I'm just learning mongodb aggregation framework
There are data in the the format below:
{
"questionType": "multiple",
"multipleOptions": ["first", "second", "third", "forth"],
"answers": ["first", "second", "second", "first", "first", "forth"]
},
{
"questionType": "multiple",
"multipleOptions": ["awful", "bad", "soso", "good", "excellent"],
"answers": ["bad", "bad", "good", "soso", "bad", "excellent", "awful", "soso"]
}
I want to aggregate these to something like this:
{
"result": { "first": 3, "second": 2, "forth": 1 }
},
{
"result": { "awful": 1, "bad": 3, "soso": 2, "good": 1, "excellent": 1 }
}
Or like this (no difference):
{
"result": [["first", 3], ["second", 2], ["forth", 1]]
},
{
"result": [["awful", 1], ["bad", 3], ["soso", 2], ["good", 1], ["excellent", 1]]
}
Is there a way to do this in a $project stage?
This can be done with a cohort of array operators working in conjunction to produce the desired effect.
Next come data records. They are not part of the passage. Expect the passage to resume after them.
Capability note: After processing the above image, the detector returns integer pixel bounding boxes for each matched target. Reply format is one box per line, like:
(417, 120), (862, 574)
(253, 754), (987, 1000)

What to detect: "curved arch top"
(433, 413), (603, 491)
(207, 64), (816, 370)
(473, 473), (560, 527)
You essentially need an operation that creates an array of key/value pairs of the counts you need. This will then be converted to a hash map. The array of key value pairs is essentially a map which is constructed by looping through the multipleOptions array and checking the size of the elements that match in the answers array.
TLDR;
The final pipeline you need to run follows:
db.collection.aggregate([
{ "$project": {
"result": {
"$arrayToObject": {
"$map": {
"input": { "$range": [ 0, { "$size": "$multipleOptions" } ] },
"as": "idx",
"in": {
"$let": {
"vars": {
"k": {
"$arrayElemAt": [
"$multipleOptions",
"$$idx"
]
},
"v": {
"$size": {
"$filter": {
"input": "$answers",
"as": "ans",
"cond": {
"$eq": [
"$$ans",
{
"$arrayElemAt": [
"$multipleOptions",
"$$idx"
]
}
]
}
}
}
}
},
"in": { "k": "$$k", "v": "$$v" }
}
}
}
}
}
} }
])
To demonstrate this step by step, lets create an additional field in an aggregate operation, this field will be an array of the
counts of the corresponding array element. We need something like
{
"questionType": "multiple",
"multipleOptions": ["awful", "bad", "soso", "good", "excellent"],
"answersCount": [1, 3, 2, 1, 1],
"answers": ["bad", "bad", "good", "soso", "bad", "excellent", "awful", "soso"]
}
To get this we need a way to loop through the multipleOptions and for each option, iterate the answers array, filter it and count the number of elements in the filtered array. The pseudo-algorithm follows:
answersCount = []
for each elem in ["awful", "bad", "soso", "good", "excellent"]:
filteredAnswers = [<answers array containing only elem>]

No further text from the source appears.